Why in news?
The Organisation for Economic Cooperation and Development (OECD) had recently released Economic Survey of India 2017 report.
What are the findings of the survey?
- It cut its growth projection for India in 2016-17 to 7% from the 7.4% it had projected last year.
- It also has forecast a growth rate of 7.3% for 2017-18 and 7.7% for 2018-19.
- This is more than double the current global growth figure, and four times the OECD average.
- At the same time, inflation, the current account deficit, and the central government deficit have all been brought down in the past few years.
- The report raised some issues that could alter the performance of the Indian economy, including the bank NPA issue and geopolitical risks.
- The report also added that the increase in NPLs (non-performing loans) largely reflects greater recognition of them, rather than a further deterioration of underlying fundamentals.
- It states that the highly-leveraged companies and public banks with large non-performing loans are exposed to major shocks emanating from domestic and foreign financial markets.
- It also predicts that Investment would suffer and recapitalisation needs would increase, with a negative impact on economic growth and the fiscal deficit.
What are the measures advised in the survey?
- The survey report highlighted some key measures to increase revenue and align the system to international standards.

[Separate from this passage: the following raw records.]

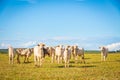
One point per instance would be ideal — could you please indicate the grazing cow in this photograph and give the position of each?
(77, 52)
(66, 56)
(11, 54)
(59, 53)
(104, 53)
(51, 51)
(39, 54)
(26, 53)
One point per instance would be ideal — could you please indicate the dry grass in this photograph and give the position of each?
(93, 69)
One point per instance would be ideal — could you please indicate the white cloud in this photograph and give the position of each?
(64, 38)
(113, 46)
(28, 44)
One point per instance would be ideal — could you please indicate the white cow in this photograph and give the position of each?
(76, 51)
(66, 56)
(51, 51)
(11, 54)
(39, 54)
(26, 53)
(59, 53)
(104, 53)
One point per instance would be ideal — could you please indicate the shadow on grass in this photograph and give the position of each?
(87, 58)
(87, 66)
(73, 66)
(118, 60)
(27, 62)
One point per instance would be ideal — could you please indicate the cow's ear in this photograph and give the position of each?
(43, 44)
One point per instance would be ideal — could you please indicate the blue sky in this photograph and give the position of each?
(87, 23)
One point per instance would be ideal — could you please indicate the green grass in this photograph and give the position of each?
(93, 69)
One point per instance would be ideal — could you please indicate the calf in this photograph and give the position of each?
(104, 53)
(39, 54)
(11, 54)
(66, 56)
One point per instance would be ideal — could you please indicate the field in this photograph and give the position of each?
(93, 69)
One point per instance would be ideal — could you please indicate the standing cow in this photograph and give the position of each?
(11, 54)
(26, 53)
(67, 56)
(59, 53)
(76, 52)
(39, 54)
(104, 53)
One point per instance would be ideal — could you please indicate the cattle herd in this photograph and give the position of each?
(57, 54)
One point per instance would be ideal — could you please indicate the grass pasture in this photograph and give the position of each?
(93, 69)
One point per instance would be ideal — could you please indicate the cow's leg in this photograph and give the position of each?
(41, 61)
(12, 59)
(104, 58)
(76, 59)
(25, 59)
(68, 62)
(18, 59)
(58, 59)
(9, 60)
(101, 57)
(35, 60)
(52, 59)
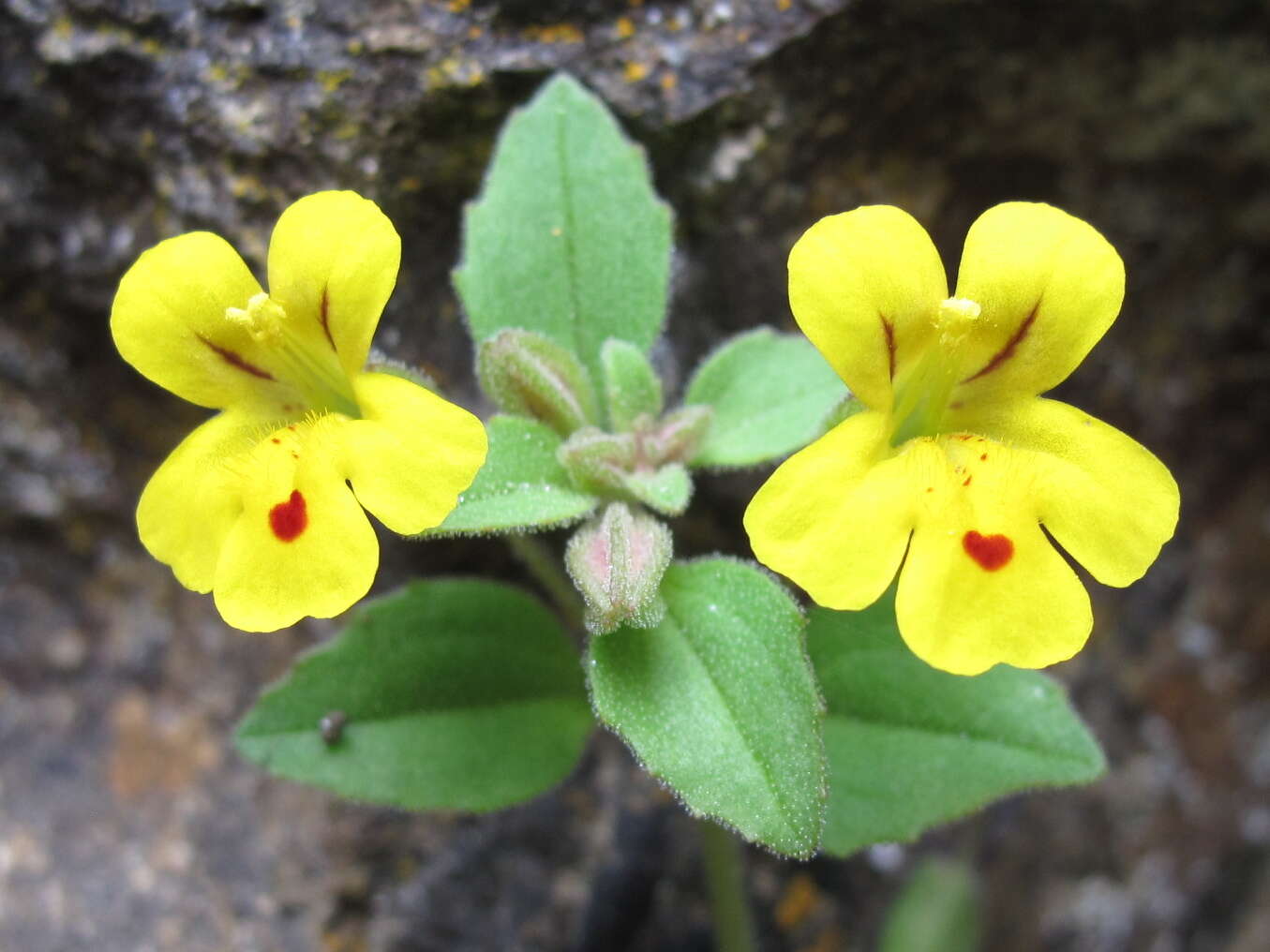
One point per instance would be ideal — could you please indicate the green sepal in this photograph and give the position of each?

- High corporate income tax rates and a narrow base distort the allocation of resources, discourage foreign investment and make tax evasion and avoidance more attractive.
- Tax disputes are frequent and long to resolve.
- Staff numbers and training levels are low in the tax administration.
- Therefore the OECD recommended implementing the reduction of the corporate tax rate from 30% to 25%, provide certainty regarding tax rules and their implementation, and increase the number and training of staff employed in the tax administration.